Wednesday, January 22, 2020

Poker Money


“You never count your money when you’re sitting at the table. There’ll be time enough for counting, when the dealing’s done.” One of the challenges with price not being value is the swings. Working for a salary is a little like buying/selling houses. The price changes very infrequently, so you don’t end up panicking about it. Partly because you are not looking. Salaries are relatively smooth, and pretty sticky. They don’t go down often, unless they go away (and you lose the job). When you break from that security to seek autonomy, the numbers can get big (or small), very quickly. They aren’t real. The problem with “Poker Money” is we treat gains and losses differently. Often it is tempting to go out and spend large windfalls to treat yourself in the Booms. But during the Busts, there isn’t the option to top things up. A challenge in Personal Finance is to develop detachment from your income. To stop the hand-to-mouth cycle of boom and bust. To not spend everything in the good times, so that you can build endurance and resilience for the challenging times. “This to shall pass” is comforting when people are down. You sound like a wet blanket saying the same in good times.


Detach

Friday, August 09, 2019

Ordinary Matters


Extremes get too much attention. It is the ordinary that drives what compounds. Extremes can destroy you though, so they do need a little more focus. Just not everything. A small Buffer may be one month’s salary. Enough so that instead of going under, and being saved by a check for a desperate gasp each pay day, your head is above the water. A slightly bigger Buffer may be 3-6 months’ salary. An Emergency Fund. Enough to give you a few month’s breathing space to find new employment if you lose your job. An even bigger Buffer starts getting exciting. What would you do with 5 years’ breathing space? Retrain? Start a business? Change your ordinary? Don’t let the extremes bully you. It is what you do every day that matters. Create space for your every day.

Don't be Bullied

Wednesday, June 12, 2019

Add Time to Boring


The idea that wealth comes from stumbling across some earth-shattering breakthrough is because of our obsession with outliers. Boring doesn’t make for good storytelling. But add time to the right kind of boring, and that is where real change happens. Change that silently compounds on strong foundations until the “over-night” success is identified years after the fact. Start from where you are. Find a way to earn. Build a Buffer between what you earn and what you spend. Build that Buffer into an Engine. Give that Engine space and time to breathe and grow. One day, it will be able to look after you.

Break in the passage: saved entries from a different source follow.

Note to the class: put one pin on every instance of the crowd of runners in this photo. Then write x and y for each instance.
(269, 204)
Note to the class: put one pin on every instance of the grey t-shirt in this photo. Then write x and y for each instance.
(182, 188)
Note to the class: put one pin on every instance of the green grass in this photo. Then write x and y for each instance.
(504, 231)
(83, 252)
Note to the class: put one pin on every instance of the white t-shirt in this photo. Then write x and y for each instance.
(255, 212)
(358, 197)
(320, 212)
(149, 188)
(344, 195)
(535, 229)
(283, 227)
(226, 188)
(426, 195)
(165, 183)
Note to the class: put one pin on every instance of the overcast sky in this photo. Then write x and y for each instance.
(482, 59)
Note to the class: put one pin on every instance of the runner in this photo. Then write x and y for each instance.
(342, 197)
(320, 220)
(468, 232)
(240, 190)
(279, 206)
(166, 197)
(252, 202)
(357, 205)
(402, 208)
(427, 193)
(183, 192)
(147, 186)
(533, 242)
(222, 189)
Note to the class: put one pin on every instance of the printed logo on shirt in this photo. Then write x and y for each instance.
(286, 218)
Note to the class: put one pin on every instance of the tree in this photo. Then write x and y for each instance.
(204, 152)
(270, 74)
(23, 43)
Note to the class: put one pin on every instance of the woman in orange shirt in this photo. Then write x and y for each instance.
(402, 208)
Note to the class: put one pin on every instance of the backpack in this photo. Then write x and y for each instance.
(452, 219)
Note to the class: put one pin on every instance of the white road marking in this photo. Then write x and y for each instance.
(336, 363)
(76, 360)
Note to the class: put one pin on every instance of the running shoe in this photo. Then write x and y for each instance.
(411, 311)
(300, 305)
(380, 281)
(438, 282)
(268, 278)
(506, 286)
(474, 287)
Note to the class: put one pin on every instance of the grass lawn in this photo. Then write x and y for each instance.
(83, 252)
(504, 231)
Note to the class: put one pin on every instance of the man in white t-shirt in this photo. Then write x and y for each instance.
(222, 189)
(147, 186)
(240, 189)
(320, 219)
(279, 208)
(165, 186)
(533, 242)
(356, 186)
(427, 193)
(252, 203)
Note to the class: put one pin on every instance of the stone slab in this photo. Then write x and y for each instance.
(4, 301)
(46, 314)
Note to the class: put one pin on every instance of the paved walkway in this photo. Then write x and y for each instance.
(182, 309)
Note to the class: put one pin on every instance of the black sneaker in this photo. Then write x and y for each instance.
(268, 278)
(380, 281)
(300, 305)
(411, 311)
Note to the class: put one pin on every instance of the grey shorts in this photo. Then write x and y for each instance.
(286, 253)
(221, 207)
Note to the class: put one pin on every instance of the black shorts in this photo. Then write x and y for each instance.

Monday, September 11, 2017

Reverse Animal Farm

In George Orwell's Animal Farm, things start bad for the animals. The Revolution brings hope but things get awful fast. Everything is bad... but everything is made out to be great. Bryan Caplan says we currently live in the same chasm between the truth and reality, but in the opposite direction. Reverse Animal Farm. We spend so much time on terror, fear, brutality, and poverty that we don't see the progress we are making. I strongly believe the world is less racist, sexist, homophobic and violent than in the past. That doesn't mean there isn't lots of work to do. That doesn't mean there aren't plenty of awful stories to show that things are 'getting worse' in isolation. Somehow we need to keep the sense of urgency, while being half-hearted fanatics - still making time to celebrate, enjoy, play, be silly and then crack on with the heavier stuff.


Thursday, August 31, 2017

Pay Attention

If we lived in an artificial world designed by a computer that gave us more of what we wanted, based on what we pay attention to, we may have a problem. People slow down when there are car accidents. Does this mean we want more car accidents? The stories we share are based on highlights and lowlights. We remember things that stand out - funny, violent, loud, colourful, sexy. We do live in that artificial world. The computer is our mind. It gives us more of what we pay attention to. Most of the stories that matter are very ordinary. Average. Shared. Common. Pay attention to the things that matter.